A few weeks ago, three former top officials of the government’s Foundation for Tomorrow’s Schools made declarations to the police about the affair, this newspaper is informed.
They claimed that Mr Caruana used to solicit bribes from building contractors when he worked for the foundation as a manager in charge of school projects until he was transferred in August 2016.
The Sunday Times of Malta has also learnt that in September of last year, false invoices and other evidence of wrongdoing were presented to the police as part of a 200-page report on the case drawn up by former FTS CEO Philip Rizzo.
Yet, more than a year later, the police have yet to bring him to justice or even seize the apartment block, which police suspect may have been funded from the alleged bribes.
Asked to explain why Mr Caruana has not yet been arraigned in court, despite all the evidence that exists and following more than a year of investigations, the police said they were still looking into the case.
Mr Caruana is a former canvasser of Education Minister Evarist Bartolo, who after the 2013 election appointed him manager of school building projects at the FTS, as a person of trust.
The written declarations were made to Police Inspector Rennie Stivala by Mr Rizzo, his predecessor Anthony Muscat and former FTS official Pippo Giuliano. The three declared they were aware that Mr Caruana had on several occasions asked a contractor, Joe Carabott, for bribes.
Mr Rizzo wrote in his declaration that after receiving information about Mr Caruana, he went to meet Mr Carabott on the building site of a new school in Dingli to ask him what was going on.
“Carabott started crying and told me that he couldn’t afford to pay more money to Caruana, especially on this contract, as he did not have a high profit margin.”
Mr Caruana had also asked for a “container full of tiles”, according to what Mr Rizzo was told. All three officials reiterated that these claims were reported to the Education Minister.
In the document he presented to the police more than a year ago, Mr Rizzo says it was discovered that while acting as FTS manager of school building projects, Mr Caruana was building a block of apartments in Rabat privately.
It is known that he did not take out any bank loans to finance his project. Police investigators suspect that funds, material and labour originally destined for government school projects may have been diverted to Mr Caruana’s private project.
Meanwhile, the more than 10 residential units in the block are at an advanced stage as works have continued practically unabated despite the corruption claims.
Neighbours told this newspaper on condition of anonymity that Mr Caruana is regularly seen on site coordinating the works.
Mr Rizzo, who was the one to blow the whistle on Mr Caruana, has said Mr Bartolo had tried for weeks to dissuade him from reporting the case to the police after he reported his findings.

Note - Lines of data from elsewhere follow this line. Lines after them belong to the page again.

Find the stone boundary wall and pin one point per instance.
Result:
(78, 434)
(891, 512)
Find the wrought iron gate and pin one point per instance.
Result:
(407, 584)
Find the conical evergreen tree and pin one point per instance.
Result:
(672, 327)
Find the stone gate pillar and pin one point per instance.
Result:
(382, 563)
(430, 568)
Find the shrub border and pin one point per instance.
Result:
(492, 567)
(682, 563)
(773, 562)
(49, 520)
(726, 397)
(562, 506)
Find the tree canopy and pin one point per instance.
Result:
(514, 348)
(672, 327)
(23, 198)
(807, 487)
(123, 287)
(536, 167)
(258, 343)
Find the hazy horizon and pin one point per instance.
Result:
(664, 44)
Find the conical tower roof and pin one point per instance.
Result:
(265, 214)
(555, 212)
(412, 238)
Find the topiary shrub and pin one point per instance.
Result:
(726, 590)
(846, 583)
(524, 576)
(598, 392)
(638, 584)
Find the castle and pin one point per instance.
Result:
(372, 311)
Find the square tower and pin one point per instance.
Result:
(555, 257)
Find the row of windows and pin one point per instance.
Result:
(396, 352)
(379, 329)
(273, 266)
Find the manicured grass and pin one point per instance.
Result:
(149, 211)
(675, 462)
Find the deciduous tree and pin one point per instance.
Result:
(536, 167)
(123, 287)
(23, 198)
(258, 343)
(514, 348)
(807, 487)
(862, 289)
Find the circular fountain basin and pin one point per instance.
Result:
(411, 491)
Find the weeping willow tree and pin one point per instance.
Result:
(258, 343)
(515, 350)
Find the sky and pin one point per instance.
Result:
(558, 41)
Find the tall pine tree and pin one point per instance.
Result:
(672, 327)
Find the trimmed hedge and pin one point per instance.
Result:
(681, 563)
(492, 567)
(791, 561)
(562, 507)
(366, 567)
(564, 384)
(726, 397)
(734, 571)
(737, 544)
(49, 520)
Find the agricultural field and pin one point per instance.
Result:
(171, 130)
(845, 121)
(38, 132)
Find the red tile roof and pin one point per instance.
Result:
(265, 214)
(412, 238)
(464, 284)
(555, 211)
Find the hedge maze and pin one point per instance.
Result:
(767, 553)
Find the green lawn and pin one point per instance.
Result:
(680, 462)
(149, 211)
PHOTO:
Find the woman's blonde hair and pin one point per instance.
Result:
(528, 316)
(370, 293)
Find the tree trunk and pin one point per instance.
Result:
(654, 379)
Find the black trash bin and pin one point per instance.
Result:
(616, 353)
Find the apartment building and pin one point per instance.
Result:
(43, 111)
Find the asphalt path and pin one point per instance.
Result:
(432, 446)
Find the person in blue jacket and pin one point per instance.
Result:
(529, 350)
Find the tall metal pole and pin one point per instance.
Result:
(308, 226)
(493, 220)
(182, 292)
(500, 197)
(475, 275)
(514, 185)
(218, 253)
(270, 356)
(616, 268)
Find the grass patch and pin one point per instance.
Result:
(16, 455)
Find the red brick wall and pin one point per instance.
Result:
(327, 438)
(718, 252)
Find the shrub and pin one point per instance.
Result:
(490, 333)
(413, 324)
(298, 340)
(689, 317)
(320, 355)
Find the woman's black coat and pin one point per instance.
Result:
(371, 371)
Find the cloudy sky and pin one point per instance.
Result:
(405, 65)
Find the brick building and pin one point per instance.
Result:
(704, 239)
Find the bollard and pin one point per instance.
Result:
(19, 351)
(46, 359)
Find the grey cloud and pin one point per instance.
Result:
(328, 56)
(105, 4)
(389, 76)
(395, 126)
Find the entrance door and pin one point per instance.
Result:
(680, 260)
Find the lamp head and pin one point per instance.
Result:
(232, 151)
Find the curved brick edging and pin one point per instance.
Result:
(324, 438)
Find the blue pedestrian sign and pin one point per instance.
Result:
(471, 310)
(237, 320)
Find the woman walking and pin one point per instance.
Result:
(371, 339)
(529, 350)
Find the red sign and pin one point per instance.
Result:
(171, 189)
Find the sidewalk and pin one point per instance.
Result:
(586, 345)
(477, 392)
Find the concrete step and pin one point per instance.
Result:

The minister at first denied the claim but later admitted he had not reported the case immediately as he wanted a “smoking gun.” However, after he received another report backing up Mr Rizzo’s claims, he disowned his former canvasser and removed him from the FTS.
Yet, Mr Caruana suspended himself on full pay and is still receiving his full salary and perks. This rare auto suspension was approved by the Attorney General.
Apart from being Mr Bartolo’s former chief canvasser, Mr Caruana is also the brother of Joe Caruana, Mr Bartolo’s former Permanent Secretary.
The latter was moved sideways to the Finance Ministry after the last election.